Fingers crossed for your MRI results zombie

Hope everyone else is having a good day.

IamtheZombie · 13/06/2014 18:40

The MRI confirmed that the area on my liver they were worried about is from the breast cancer. The MRI also revealed another very small area nearby is also from the breast cancer.

This means that I am technically Stage 4 so incurable. However there is hope.

The plan is to do the 6 cycles of Docetaxel as scheduled. They will scan me periodically to see if the liver tumours are shrinking. Once I have completed all the chemo (which should be at the end of September) there will still be the option to refer me to Birmingham for an operation to resect the affected area.

For now it's just a waiting game.

On the bright side, they could only milk Serena for 80ml this week.

Speedypenguin · 13/06/2014 19:09

Zombie- that is rubbish news. Fingers crossed everything shrinks and you get referred for the op. Glad seroma is playing more nicely.

traviata · 13/06/2014 19:30

for zombie. Here's wishing you lots of shrinkage.

weebarra · 13/06/2014 19:51

Hugs from me too Zombie. Let's get through this chemo and have loads of shrinkage.

ConsiderablyBiggerBuns · 13/06/2014 20:13

zombie that is pants. Some more fingers crossed here for the blighters being blasted.
I had my first (of many, I suspect) down days today but your news puts me being fed up with being prodded and poked for 4 days on the trot in perspective.

Wren48 · 13/06/2014 20:57

Big hugs, Zombie. Absolute bummer. Let that docetaxol do its deadly thing to those rogue patches.

wineoclocktimeye · 13/06/2014 21:23

More hugs here zombie,here's to massive shrinkage.

trice · 13/06/2014 21:31

So sorry to hear your news Zombie. I got my mets diagnosis in May last year - it was a terrible shock having my worst fears realised. I was pretty poorly for a while and I didn't like doing chemo again one bit! But I have had a smashing spring this year.

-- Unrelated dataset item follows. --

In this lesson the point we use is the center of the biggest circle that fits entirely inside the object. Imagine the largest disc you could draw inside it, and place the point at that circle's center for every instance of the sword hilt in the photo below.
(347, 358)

I do hope the chemo is as effective in your case. Xx

IamtheZombie · 13/06/2014 22:47

Thank you all.

Zombie WILL get through this. She is officially considering herself a chronic cancer patient. Not acute. Not terminal. Maybe not curable but definitely controllable.

Every year the doctors can manage and control it is another year for new treatments to become available.

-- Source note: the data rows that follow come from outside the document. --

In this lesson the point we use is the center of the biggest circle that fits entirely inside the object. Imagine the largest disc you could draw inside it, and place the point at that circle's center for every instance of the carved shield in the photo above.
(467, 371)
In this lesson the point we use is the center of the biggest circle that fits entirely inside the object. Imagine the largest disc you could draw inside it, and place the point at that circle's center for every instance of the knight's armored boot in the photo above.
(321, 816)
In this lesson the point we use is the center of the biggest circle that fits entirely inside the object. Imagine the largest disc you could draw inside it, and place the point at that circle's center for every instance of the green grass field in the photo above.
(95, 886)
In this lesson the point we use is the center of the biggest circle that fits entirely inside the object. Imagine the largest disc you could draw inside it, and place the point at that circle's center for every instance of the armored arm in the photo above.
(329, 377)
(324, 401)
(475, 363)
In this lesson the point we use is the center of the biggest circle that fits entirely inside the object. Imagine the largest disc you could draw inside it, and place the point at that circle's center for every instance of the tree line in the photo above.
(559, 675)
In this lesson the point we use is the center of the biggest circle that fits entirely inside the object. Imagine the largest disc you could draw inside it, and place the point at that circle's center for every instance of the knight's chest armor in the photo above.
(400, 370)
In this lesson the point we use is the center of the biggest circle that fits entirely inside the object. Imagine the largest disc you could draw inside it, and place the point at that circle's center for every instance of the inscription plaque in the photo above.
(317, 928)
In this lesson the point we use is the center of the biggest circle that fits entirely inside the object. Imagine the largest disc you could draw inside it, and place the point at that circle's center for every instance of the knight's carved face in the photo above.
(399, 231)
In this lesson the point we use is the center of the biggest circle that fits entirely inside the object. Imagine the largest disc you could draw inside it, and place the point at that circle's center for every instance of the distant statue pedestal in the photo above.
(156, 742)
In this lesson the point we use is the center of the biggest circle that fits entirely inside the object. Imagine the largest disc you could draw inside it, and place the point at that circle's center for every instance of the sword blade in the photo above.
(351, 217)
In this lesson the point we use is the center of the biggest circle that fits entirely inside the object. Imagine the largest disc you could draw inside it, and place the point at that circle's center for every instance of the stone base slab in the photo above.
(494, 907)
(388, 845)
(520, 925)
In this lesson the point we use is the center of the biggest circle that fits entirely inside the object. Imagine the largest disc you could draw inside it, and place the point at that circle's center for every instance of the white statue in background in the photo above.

I will never, ever give up. xxx

Wren48 · 14/06/2014 10:18

Good to hear that, Zombie.

Mummywheel · 14/06/2014 13:02

Great to hear such positivity zombie what an amazing lady you are Smile

mrsrhodgilbert · 14/06/2014 15:24

Sorry to hear your latest news zombie but pleased to see you are planning to see it off again with your usual defiance.

foofooyeah · 14/06/2014 21:17

zombie never, never, never give up! There are so many people living full and long l ves with mets, and you will be one of them.